Ethan, Jacob, and three of their coworkers each take the bus to work. If they each have an equal chance of arriving first, determine the probability of Jacob arriving first and Ethan arriving second.
In this question, there are five people: Ethan, Jacob, and the three coworkers. We want to calculate the probability of Jacob arriving first and Ethan arriving second. As there is an equal chance of them all arriving first, the probability that Jacob arrives first is one-fifth, one out of five. As Jacob has now arrived, there are four people left to arrive: Ethan and the three other coworkers. What is the probability of Ethan arriving next?
As there are four people and Ethan is one of them, there is a one-in-four chance or a one-quarter chance of Ethan arriving second, assuming that Jacob has arrived first. As we want both of these events to happen, Jacob to arrive first and Ethan to arrive second, we need to multiply the two fractions. Therefore, the probability of Jacob arriving first and Ethan arriving second is one-fifth multiplied by one-quarter.

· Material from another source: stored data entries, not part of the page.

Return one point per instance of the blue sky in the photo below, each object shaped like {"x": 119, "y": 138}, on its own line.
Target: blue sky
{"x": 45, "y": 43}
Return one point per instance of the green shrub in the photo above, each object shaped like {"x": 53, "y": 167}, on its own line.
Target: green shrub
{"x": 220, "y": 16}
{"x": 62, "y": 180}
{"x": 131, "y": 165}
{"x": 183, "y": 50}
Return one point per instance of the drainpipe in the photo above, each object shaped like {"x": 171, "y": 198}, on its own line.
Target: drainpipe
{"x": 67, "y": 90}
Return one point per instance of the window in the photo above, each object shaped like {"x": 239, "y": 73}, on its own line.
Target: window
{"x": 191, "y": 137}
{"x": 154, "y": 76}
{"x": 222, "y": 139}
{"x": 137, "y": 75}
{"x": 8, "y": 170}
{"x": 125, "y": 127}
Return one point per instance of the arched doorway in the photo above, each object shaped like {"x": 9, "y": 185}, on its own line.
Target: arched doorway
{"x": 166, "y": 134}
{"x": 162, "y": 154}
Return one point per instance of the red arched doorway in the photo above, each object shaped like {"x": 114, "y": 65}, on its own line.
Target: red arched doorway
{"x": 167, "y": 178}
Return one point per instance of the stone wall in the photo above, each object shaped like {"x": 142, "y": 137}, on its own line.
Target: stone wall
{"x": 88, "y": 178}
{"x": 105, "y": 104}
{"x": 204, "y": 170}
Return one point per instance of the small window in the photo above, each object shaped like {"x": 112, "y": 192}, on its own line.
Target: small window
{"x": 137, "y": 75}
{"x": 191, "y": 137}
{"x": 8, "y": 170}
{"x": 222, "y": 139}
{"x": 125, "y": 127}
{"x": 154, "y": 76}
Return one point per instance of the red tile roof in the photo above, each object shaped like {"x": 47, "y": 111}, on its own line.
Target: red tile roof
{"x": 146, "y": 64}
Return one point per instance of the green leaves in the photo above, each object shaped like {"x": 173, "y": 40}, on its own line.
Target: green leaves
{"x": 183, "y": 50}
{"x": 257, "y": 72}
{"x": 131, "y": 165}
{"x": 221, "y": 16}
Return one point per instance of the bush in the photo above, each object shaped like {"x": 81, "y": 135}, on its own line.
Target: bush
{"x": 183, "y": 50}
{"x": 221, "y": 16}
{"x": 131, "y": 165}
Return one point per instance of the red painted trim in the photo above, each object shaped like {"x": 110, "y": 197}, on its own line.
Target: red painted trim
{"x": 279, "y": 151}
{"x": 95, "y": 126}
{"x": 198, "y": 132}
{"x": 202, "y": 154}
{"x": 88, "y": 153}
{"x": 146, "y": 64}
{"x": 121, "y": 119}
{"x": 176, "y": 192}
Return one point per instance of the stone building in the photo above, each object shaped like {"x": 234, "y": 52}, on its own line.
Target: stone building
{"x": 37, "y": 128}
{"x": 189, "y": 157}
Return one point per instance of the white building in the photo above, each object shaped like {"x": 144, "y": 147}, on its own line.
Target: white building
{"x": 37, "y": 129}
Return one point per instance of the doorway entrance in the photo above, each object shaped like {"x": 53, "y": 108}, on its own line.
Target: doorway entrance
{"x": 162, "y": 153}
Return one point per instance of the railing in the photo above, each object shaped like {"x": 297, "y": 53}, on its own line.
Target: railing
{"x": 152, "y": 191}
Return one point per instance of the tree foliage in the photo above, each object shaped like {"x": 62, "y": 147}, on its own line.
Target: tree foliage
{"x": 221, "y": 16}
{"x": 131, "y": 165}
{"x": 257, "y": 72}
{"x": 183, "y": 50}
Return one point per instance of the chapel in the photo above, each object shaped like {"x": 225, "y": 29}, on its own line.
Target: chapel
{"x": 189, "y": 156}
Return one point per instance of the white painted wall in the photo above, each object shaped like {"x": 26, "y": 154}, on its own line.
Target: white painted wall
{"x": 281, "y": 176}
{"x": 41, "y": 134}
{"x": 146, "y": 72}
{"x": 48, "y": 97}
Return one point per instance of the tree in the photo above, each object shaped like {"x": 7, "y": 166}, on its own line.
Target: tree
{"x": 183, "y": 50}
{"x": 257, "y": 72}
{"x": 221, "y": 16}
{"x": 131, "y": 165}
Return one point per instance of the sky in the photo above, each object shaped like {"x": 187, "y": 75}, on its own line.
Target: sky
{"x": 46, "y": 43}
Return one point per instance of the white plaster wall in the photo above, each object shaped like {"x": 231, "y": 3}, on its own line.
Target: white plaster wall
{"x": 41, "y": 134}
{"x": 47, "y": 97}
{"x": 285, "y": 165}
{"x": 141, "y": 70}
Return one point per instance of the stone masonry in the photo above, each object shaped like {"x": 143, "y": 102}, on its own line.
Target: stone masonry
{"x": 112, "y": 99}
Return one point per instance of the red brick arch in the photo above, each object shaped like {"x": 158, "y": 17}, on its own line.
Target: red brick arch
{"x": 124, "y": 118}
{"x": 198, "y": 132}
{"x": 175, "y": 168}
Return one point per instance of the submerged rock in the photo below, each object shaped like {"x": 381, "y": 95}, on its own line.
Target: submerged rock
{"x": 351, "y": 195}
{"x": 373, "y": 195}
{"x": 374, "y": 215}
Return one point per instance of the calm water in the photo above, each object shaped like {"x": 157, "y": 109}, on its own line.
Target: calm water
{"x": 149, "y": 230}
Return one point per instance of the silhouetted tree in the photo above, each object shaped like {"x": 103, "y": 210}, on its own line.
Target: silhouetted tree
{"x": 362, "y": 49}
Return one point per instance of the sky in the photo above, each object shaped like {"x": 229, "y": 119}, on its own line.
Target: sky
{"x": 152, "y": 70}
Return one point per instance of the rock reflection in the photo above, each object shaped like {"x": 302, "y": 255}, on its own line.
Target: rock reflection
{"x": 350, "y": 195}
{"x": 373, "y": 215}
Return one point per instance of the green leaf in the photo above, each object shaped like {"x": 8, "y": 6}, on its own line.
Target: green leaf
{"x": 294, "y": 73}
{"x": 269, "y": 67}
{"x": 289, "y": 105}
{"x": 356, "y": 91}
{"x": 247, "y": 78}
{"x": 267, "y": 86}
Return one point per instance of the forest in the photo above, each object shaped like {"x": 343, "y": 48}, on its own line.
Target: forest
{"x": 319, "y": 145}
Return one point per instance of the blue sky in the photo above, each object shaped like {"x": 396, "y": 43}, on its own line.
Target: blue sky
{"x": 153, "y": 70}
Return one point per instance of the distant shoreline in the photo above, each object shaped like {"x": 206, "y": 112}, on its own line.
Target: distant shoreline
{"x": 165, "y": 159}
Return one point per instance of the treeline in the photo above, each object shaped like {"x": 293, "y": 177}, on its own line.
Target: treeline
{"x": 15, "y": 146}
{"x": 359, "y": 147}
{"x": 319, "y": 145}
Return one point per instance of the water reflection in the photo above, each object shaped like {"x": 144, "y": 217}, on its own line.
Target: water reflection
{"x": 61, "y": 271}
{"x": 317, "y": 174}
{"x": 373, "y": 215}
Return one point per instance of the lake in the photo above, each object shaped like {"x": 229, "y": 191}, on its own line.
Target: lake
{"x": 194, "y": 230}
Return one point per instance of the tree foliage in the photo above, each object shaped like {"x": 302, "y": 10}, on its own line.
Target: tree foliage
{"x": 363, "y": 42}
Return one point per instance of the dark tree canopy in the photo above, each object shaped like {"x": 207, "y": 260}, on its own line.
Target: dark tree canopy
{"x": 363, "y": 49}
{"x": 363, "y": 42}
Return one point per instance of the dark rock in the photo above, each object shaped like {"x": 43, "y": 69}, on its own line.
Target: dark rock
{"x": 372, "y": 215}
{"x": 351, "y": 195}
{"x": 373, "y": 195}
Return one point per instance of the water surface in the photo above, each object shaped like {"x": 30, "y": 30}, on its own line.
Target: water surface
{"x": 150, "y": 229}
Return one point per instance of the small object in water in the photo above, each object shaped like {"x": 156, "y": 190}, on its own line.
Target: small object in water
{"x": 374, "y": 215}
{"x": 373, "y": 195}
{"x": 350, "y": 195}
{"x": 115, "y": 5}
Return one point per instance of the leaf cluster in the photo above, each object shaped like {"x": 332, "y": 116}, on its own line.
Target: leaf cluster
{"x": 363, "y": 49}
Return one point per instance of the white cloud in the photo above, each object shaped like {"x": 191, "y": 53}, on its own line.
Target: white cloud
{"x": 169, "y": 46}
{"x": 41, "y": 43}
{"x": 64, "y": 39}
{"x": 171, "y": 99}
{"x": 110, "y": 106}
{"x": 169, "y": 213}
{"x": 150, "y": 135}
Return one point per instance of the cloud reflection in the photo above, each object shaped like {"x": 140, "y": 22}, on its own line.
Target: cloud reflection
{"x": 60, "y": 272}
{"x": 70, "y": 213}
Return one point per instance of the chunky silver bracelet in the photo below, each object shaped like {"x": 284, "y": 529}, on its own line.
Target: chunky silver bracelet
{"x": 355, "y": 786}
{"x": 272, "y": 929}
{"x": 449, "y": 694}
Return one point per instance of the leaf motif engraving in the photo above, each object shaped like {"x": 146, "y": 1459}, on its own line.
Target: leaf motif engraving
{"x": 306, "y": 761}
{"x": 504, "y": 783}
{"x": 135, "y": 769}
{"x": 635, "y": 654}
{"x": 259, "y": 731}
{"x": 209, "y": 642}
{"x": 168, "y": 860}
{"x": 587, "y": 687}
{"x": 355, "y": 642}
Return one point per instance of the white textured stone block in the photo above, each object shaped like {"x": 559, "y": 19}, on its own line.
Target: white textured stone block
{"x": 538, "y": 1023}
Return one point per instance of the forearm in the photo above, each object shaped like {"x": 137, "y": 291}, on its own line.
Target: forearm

In order to multiply two fractions, we first multiply the numerators. One multiplied by one is equal to one. We then multiply the denominators. Five multiplied by four is 20. Therefore, one-fifth multiplied by one-quarter is equal to one 20th. This means that there is a one-in-20 chance that Jacob arrives first and Ethan arrives second.
As one 20th is equivalent to five 100ths, we could also write this as 0.05, or five percent. There is a five percent chance of Jacob arriving first and Ethan arriving second.